Back button icon  To front

Predicting student dropout

01. Background

Developed as a Bachelor's thesis in Tallinn University of Technology, a web application was created that interfaced with the underlying machine learning algorithms, predicting student dropout. Data visualization techniques were used to offer both an overview and specific details on the prediction results.

Python back-end with Scikit-learn and Tensorflow, front-end with HTML5/CSS3/JS.

Predictor system form screenshot

02. Mission

With dropout rates being a problem in most universities, a system was needed that could identify students at risk of discontinuing their education. A combined approach of machine learning and data visualization was chosen, to offer administrative personnel and academic staff means to identify student in need of additional counselling and support.

03.Machine learning

This aspect started with identifying any and all information, that could be an indicator in whether the student is at risk. A literature search and comparison on existing models in similar programs was conducted. For this system, I decided to use all the available information on students' grades, demographic information and course completion.

The choice of algorithm was decided by trial and error. For each of the algorithms, a predictor model was developed, that offered both a binary representation of dropout risk and risk factors in form of variable importances. The best-performing models reached accuracy and recall values above 90%.

Predictor system results screenshot

04.Data visualization

A second focus in this thesis was on visualizing the prediction results.
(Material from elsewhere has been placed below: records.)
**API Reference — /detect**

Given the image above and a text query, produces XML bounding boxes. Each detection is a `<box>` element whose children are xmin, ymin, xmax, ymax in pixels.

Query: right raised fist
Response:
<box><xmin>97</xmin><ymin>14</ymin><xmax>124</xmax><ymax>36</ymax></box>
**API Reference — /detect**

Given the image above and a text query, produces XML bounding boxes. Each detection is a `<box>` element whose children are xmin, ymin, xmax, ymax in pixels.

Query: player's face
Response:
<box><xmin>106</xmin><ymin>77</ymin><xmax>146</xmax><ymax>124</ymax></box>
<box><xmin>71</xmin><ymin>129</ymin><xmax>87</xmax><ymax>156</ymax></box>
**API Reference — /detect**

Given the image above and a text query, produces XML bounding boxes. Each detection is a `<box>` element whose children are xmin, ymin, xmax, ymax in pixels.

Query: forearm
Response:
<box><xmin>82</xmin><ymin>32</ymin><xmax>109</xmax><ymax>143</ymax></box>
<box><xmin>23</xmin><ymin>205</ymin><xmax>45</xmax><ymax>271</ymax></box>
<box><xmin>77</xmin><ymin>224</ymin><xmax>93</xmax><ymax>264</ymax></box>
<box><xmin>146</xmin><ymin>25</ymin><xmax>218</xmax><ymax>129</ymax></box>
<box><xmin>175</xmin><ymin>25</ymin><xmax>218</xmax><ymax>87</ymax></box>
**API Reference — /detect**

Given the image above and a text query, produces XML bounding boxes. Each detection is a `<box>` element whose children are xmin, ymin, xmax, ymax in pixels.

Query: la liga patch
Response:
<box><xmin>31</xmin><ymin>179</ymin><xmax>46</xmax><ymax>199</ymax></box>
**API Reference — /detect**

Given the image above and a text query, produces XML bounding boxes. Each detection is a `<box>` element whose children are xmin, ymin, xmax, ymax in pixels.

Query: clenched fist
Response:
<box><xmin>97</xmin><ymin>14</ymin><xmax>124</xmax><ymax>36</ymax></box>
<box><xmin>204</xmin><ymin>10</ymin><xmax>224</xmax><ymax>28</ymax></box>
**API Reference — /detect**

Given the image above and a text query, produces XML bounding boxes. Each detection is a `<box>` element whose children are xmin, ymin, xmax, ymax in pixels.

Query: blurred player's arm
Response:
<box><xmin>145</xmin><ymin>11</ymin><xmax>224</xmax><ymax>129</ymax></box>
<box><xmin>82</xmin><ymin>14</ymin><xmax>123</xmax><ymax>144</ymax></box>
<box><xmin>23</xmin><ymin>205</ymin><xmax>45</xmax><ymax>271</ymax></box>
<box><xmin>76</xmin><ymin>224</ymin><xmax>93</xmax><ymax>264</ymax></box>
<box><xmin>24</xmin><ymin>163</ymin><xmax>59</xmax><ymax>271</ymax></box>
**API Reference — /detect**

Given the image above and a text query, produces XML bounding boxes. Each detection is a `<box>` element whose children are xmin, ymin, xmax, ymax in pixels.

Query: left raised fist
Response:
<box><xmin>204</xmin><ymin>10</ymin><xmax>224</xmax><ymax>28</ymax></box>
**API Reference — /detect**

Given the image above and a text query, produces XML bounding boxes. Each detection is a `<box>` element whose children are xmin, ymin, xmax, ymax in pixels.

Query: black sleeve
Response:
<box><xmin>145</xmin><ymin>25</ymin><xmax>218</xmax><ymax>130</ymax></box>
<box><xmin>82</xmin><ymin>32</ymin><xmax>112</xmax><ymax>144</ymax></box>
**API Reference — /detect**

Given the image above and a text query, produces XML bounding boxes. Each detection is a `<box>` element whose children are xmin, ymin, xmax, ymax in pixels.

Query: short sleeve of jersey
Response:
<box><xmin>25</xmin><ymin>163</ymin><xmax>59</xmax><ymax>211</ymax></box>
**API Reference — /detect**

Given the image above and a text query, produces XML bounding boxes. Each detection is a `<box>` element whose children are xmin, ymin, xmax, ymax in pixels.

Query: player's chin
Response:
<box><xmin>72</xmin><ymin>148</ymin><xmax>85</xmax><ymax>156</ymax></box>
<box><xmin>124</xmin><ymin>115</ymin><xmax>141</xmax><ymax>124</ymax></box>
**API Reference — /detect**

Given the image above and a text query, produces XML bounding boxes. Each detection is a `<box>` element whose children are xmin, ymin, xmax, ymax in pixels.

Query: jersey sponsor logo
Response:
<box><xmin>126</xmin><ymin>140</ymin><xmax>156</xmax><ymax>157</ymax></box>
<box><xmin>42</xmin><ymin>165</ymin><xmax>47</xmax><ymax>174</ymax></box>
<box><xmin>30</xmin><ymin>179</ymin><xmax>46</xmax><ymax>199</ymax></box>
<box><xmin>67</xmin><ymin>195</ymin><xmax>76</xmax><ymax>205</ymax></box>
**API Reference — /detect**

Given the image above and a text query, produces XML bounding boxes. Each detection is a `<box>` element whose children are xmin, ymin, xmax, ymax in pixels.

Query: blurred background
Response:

The aim was to design a view so that the machine learning results are presented in a simple layout and using terms everyone can understand.

A granular results view for each student was designed, that presents risk percentages and a binary decision from the algorithms. A dashboard with overview of the prediction results was also developed, to offer important information at a glance. The dashboard focused on offering an explanation for the results, showing feature importances and correlation between the most important variables and probabilities of dropout.

Predictor system visualizations screenshot


Overall, the goal was to offer a tool to identify students at risk of dropping out. This information is useful for administrative personnel and departments, to provide support to students and to combat high rates of dropout.

Development of this system is continuing with a refactor of the back-end to facilitate extensibility and a separate notification system for the at-risk students themselves. In a proposed study, I will study the effects different types of notification and motivation methods have on students, regarding their risk of dropping out.